I am trying to run a db2 sql statement using the oledb command function in c#. Actually i am running another sql queries at the same way but I am getting following error when executing this query.
[DB2] SQL0104N An unexpected token "?" was found following "". Expected tokens may include: <INTEGER>. SQLSTATE=42601
string sql = @"EXPLAIN PLAN SET QUERYNO =? FOR ? commit;"

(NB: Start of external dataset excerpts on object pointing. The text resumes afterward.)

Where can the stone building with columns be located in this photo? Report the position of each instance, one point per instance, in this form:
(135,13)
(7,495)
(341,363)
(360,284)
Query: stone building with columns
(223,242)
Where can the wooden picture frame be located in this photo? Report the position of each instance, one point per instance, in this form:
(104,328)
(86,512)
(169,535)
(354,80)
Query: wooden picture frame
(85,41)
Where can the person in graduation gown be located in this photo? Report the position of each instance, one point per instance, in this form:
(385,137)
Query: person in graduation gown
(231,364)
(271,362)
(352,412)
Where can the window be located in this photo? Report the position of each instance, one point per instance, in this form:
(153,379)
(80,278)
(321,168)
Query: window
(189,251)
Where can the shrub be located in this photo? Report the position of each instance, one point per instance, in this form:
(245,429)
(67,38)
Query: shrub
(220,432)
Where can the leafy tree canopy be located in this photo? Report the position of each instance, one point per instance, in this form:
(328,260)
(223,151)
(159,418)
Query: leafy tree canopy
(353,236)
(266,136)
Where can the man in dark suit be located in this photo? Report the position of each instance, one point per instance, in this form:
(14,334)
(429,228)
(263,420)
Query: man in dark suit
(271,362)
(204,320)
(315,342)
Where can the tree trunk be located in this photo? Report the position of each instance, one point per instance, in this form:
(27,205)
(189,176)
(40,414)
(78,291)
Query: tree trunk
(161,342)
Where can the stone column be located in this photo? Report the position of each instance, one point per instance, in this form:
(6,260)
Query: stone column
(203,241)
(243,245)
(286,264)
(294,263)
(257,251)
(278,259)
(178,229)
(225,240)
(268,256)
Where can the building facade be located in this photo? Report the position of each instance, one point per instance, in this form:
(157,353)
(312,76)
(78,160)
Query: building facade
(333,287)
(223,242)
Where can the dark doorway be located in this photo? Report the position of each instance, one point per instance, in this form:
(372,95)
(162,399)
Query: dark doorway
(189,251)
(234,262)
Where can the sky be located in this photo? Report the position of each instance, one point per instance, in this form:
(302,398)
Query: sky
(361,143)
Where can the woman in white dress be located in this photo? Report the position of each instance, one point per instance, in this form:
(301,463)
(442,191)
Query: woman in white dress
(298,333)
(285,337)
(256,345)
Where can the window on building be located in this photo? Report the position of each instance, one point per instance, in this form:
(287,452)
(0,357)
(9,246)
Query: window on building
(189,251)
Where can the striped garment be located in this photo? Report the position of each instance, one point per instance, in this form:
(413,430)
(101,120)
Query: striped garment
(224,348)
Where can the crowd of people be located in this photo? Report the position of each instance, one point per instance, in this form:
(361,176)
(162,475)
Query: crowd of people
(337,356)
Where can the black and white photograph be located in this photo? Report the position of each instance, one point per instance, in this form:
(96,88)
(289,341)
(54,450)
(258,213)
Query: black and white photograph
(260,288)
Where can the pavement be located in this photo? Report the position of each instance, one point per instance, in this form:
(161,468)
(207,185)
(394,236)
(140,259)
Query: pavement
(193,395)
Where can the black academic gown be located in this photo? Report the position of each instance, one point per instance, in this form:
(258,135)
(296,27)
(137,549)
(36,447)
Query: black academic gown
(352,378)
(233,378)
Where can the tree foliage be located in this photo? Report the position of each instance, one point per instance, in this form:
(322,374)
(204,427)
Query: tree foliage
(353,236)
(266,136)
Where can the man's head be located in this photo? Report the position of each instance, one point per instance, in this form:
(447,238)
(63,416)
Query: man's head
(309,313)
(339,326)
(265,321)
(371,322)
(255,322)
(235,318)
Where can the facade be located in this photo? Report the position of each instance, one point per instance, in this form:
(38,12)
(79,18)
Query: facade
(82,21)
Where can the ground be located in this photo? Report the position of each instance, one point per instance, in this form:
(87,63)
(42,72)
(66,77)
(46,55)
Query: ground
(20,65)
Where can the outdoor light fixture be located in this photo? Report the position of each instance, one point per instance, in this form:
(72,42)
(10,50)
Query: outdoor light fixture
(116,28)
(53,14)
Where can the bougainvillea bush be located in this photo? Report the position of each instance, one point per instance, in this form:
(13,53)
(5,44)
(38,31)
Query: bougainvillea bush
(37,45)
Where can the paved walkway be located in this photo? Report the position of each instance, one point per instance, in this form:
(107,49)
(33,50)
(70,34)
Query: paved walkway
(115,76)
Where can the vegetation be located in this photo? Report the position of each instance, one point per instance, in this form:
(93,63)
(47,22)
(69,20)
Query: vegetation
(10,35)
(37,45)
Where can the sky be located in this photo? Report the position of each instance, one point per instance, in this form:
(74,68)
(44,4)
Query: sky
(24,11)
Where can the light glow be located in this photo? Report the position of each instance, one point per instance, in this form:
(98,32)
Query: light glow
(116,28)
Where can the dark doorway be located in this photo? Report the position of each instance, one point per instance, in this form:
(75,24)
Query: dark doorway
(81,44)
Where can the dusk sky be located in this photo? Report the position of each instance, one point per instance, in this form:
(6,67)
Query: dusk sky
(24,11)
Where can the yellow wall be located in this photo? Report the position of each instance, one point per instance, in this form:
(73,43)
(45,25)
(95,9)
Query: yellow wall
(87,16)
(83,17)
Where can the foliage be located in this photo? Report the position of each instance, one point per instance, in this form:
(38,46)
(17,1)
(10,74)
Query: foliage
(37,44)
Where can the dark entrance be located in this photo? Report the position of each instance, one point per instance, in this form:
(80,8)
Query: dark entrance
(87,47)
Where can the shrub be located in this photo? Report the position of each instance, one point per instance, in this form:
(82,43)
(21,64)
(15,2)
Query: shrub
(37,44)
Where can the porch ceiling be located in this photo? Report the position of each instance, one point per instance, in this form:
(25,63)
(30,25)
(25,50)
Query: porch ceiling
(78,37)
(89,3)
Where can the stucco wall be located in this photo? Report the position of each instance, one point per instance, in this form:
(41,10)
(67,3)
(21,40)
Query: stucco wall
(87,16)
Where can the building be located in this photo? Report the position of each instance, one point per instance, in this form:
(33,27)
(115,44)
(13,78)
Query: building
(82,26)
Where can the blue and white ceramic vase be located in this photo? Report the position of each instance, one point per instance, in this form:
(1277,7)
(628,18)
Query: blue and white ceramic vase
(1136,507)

using (OleDbCommand cmd = new OleDbCommand(sql, con))
{
cmd.Parameters.AddWithValue("@queryNo", queryNo);
cmd.Parameters.AddWithValue("@query", query);
var result = cmd.ExecuteNonQuery();
}
If I use it with string concatenation it runs correctly but string concatenation can lead to SQL Injection problems. So I need to use parameterized query. How can I fix it?
string sqlPattern = "EXPLAIN PLAN SET QUERYNO ={0} FOR {1}commit;";
string sql = string.Format(sqlPattern, queryNo, query);
EXPLAIN statement:
FOR explainable-sql-statement
... The explainable-sql-statement must be a valid SQL statement that could be prepared and executed independently of the EXPLAIN statement. It cannot be a statement name or host variable.
You can use parameter markers in a statement string (like in an ordinary prepared statement), but you can't use a parameter marker for a whole statement (like for ordinary prepared statement).
If you are afraid of injections, just concatenate the 'EXPLAIN ... ' string constant with a statement text passed by user to construct a final statement.